Le Canada est effectivement officiellement bilingue depuis 1969, depuis que le Québécois Pierre Elliott Trudeau a mis toute sa volonté politique dans la balance pour que les Canadiens anglais commencent à accepter que les Canadiens français ne mènent pas un combat d’arrière-garde en continuant à parler français. Admettre les bienfaits politiques du bilinguisme a été douloureux et le reste encore dans certains quartiers. Bientôt un demi-siècle plus tard, il est loin d’être sûr que la logique de l’unilinguisme appartienne vraiment au passé.
L’explication en est simplissime : la Loi sur les langues officielles n’a pas consacré une volonté populaire en faveur de la reconnaissance de l’autre. Elle a été comprise comme une nécessaire et pénible concession faite aux Canadiens français du Québec qui venaient de se déclarer québécois et qui agitaient la menace du séparatisme. Bien que dans certains milieux une réelle acceptation du bilinguisme est entrée dans les moeurs, le Canada continue de vivre fondamentalement en bilinguisme de concession par exigence d’unité nationale.
Il va de soi que les juges du plus haut tribunal canadien sont très conscients de cette évidence. Il n’est pas non plus utile d’éclairer ces éminents juristes sur les réalités provinciales : la seule des dix provinces officiellement bilingue est le Nouveau-Brunswick, depuis la Loi constitutionnelle de 1982 et grâce à la volonté du premier ministre néo-brunswickois d’alors, Richard Hatfield. Et ce n’est pas encore la fête tous les jours entre les Acadiens et les tenants de l’unilinguisme.
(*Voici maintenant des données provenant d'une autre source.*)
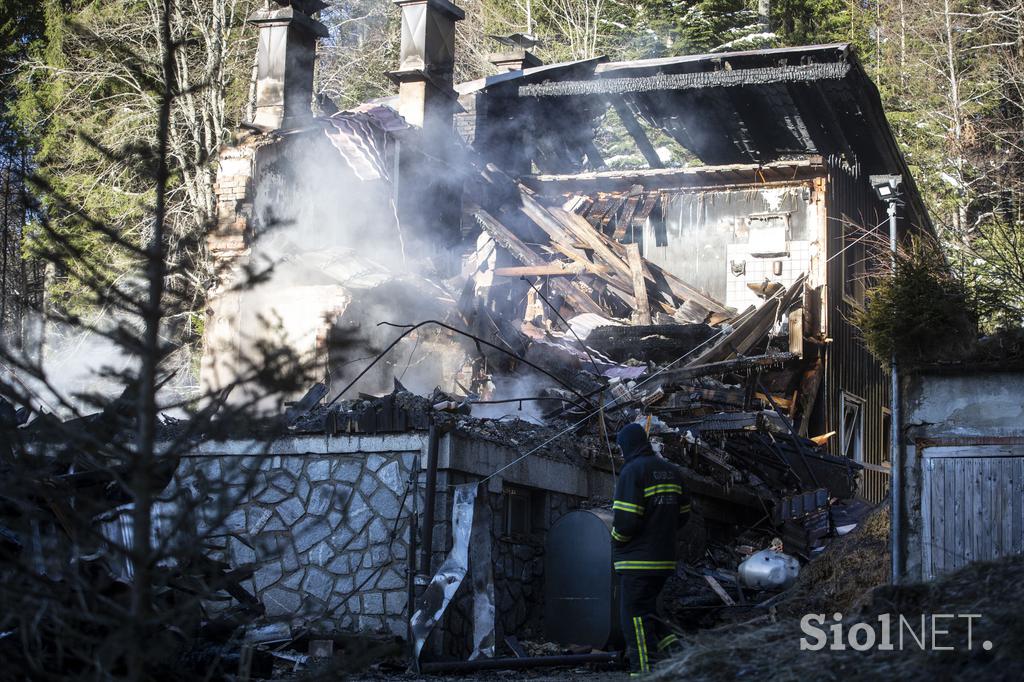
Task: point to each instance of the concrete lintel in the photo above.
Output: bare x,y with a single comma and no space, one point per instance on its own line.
482,458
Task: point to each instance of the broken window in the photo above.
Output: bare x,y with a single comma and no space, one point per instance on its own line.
852,433
525,511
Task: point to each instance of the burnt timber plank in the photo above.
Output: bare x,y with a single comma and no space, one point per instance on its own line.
675,377
674,178
504,238
554,269
639,285
755,327
636,131
626,219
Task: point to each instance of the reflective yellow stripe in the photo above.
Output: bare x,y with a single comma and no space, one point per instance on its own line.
668,640
627,506
651,491
642,640
645,565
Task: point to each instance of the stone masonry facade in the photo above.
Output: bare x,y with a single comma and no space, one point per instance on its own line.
318,529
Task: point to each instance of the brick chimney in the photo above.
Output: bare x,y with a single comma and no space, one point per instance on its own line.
426,62
285,61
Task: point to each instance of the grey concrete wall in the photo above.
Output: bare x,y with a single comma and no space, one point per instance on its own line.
968,407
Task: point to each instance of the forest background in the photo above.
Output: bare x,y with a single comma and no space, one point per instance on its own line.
76,90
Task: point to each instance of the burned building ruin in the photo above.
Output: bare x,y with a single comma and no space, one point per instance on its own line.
487,294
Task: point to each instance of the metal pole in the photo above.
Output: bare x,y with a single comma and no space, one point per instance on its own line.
896,454
433,442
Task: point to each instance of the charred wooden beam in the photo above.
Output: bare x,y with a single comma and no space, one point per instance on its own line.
754,328
642,308
675,178
673,377
636,131
691,81
504,238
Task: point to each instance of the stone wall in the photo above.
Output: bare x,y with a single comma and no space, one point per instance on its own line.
318,527
326,521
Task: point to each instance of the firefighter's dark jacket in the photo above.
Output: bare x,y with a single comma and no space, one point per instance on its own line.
650,504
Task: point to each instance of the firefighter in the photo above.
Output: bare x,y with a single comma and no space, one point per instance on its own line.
649,507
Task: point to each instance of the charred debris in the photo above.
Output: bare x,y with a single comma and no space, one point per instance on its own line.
725,394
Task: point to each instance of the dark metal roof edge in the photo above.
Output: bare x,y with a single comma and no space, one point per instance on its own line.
531,75
830,50
870,96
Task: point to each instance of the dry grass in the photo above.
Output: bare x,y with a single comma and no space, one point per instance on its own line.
846,579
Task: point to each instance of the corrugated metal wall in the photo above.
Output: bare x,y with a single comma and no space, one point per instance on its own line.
849,367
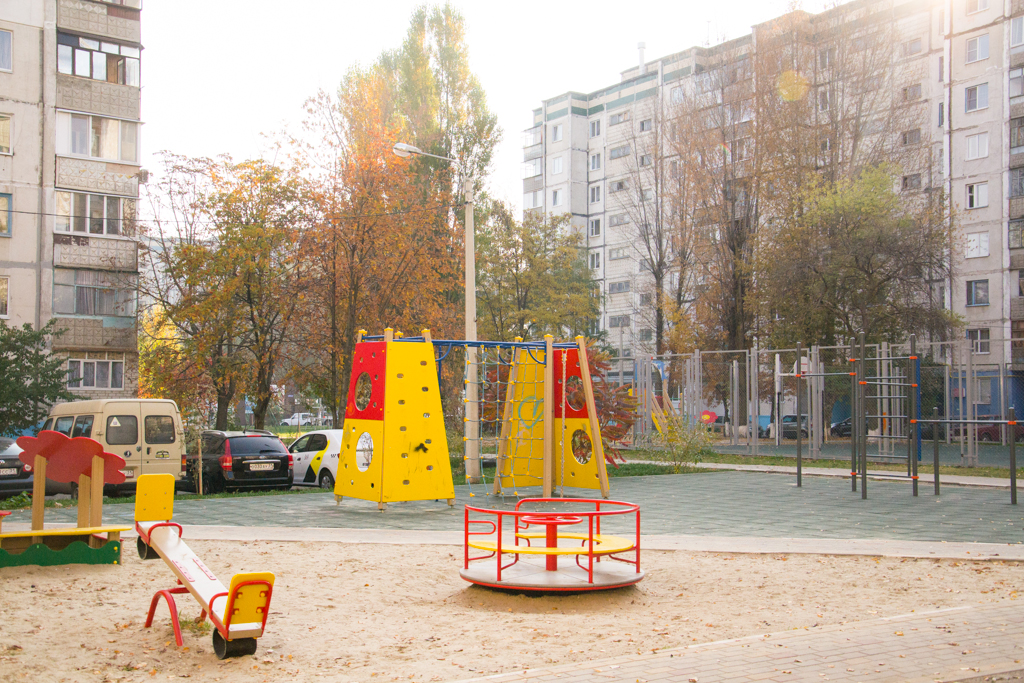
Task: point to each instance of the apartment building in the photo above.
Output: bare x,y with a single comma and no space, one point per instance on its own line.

N’en déplaise à Gilles Caron et sa conception du Canada officiellement bilingue, la Cour suprême du Canada n’a envisagé son cas que sous l’angle provincial. Pour les avocats de la défense, la cause Caron paraissait néanmoins jouable puisque la Terre de Rupert (le futur Ouest canadien), connaissait une mesure de bilinguisme.
Mais là encore il s’agissait d’un bilinguisme de concession : la Hudson’s Bay Company avait été obligée de tenir compte des Métis canadiens-français, au fond les véritables maîtres du pays, du fait qu’ils pouvaient au besoin s’imposer par la force. Avec Louis Riel à leur tête, ils l’ont bien prouvé en 1869-1870. Ils ont obtenu d’Ottawa, outre la création d’une province qu’ils ont choisi d’appeler Manitoba, les mêmes concessions religieuses et linguistiques que celles accordées aux Canadiens français du Québec en 1867.
Mais six de neuf juges suprêmes ont refusé de reconnaître que ces concessions s’appliquaient aussi au reste des Territoires du NordOuest, seulement érigés en provinces à part entière en 1905 sous les noms de Saskatchewan et Alberta. Peu importe que la défense ait invoqué la Proclamation royale de 1869 qui promettait à la population des Prairies le respect de leurs droits et privilèges civils et religieux. Aux yeux de la défense, la promesse royale contenait les droits linguistiques. Il a suffi aux juges majoritaires d’affirmer que ces droits linguistiques devaient être mentionnés explicitement.
Quand on sait à quel point ces droits avaient été explicitement concédés par Ottawa aux Métis (article 23), les réticences des juges deviennent aisément compréhensibles. Leur message est tout aussi clair : au plan provincial, il est extrêmement difficile d’imposer en 2015 un bilinguisme de concession désavoué puis tombé en déshérence. Dit encore autrement, de fins juristes, même bien intentionnés, n’ont pas le pouvoir de transmuter un bilinguisme de concession, si souvent vécu comme un bilinguisme d’imposition, en bilinguisme d’adhésion.